This company continues to show unexpected power in the cloud

Cloud computing remains a fragmented, multi-player industry. While much of the general attention seems to be focused on major players such as Amazon Web services and Microsoft‘s Azure, many other companies have built successful niches in this growing technology sector.

For example, two segments within the cloud sector — infrastructure-as-a-service (IaaS) and platform-as-a-service (PaaS) — have concentrated vendor market share with the longtime tech giant. International business machines (IBM) 0.09%† Let’s take a closer look at how IBM is showing surprising power in the cloud and what this could mean for investors.

An employee performs work on a laptop in a data center.

Image source: Getty Images.

IBM’s place in the cloud

According to market research firm ITCandor, IBM accounted for approximately 15% of vendor revenue share in 2021. While that still lags 26% behind Amazon, it leads competitors like Microsoft, Alphabet‘s Google Cloud, and Alibaba

IaaS and PaaS vendor market share for global revenue.

Image source: Statista

Under Arvind Krishna, who took over as CEO two years ago, IBM has built on its acquisition of Red Hat and spun off the company’s infrastructure services business into a separate entity that now operates as Kyndryl

These steps have made IBM much more of a cloud company focused on the hybrid cloud, a product that allows public and private clouds to communicate with each other. Hybrid cloud revenue grew 20% in 2021, accounting for just over a third of IBM’s total revenue. This emphasis also makes it the world’s fifth largest player in infrastructure clouds, even when considering infrastructure-related revenues only.

Global market share of cloud infrastructure providers.

Image source: Statista

Don’t forget the finances

The market cannot fully appreciate IBM’s cloud capabilities.
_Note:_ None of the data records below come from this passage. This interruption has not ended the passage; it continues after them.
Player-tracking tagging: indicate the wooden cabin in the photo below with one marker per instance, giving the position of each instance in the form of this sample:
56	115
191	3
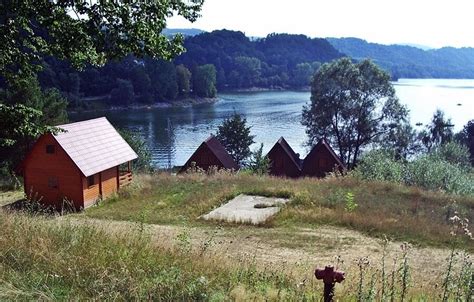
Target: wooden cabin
283	160
86	162
210	153
321	160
After years of negligible sales growth, sales rose 7% in the fourth quarter, the quarter in which the Kyndryl spin-off took place. In addition, the company forecasts medium-single digit growth and $35 billion in free cash flow going forward in the three-year period between 2022 and 2024. This should fund the dividend, which cost the company $5.9 billion in 2021.

This dividend pays shareholders $6.56 per share per year, a cash yield of 5% at current prices. Additionally, being a dividend aristocrat, IBM will likely choose to increase its dividend each year to maintain that status, making it a safe bet regardless of market conditions.

IBM stock is sold at a price-to-earnings ratio of about 21, suggesting it trades at a discount to the market average and much lower than many technology stocks. This is likely due to the lackluster sales and inventory performance of the past decade. However, with revenue growth accelerating and a significant growth impediment removed, IBM’s fortunes may undergo a much-anticipated reversal.

Is cloud power a reason to consider IBM?

Despite its significant share of cloud revenue, IBM is just starting to capitalize on its image as a cloud company. It has gained increasing recognition in the cloud industry and has long been responsible for a significant portion of vendor revenues in IaaS and PaaS. With a relatively low earnings multiple and a generous, rising dividend, IBM could become the cloud stock of choice for income and potentially growth-oriented investors.

This article represents the opinion of the writer, who may disagree with the “official” recommendation position of a premium consulting service from Motley Fool. We are fur! Questioning an investment thesis — even one of our own — helps us all think critically about investing and make decisions that help us become smarter, happier, and wealthier.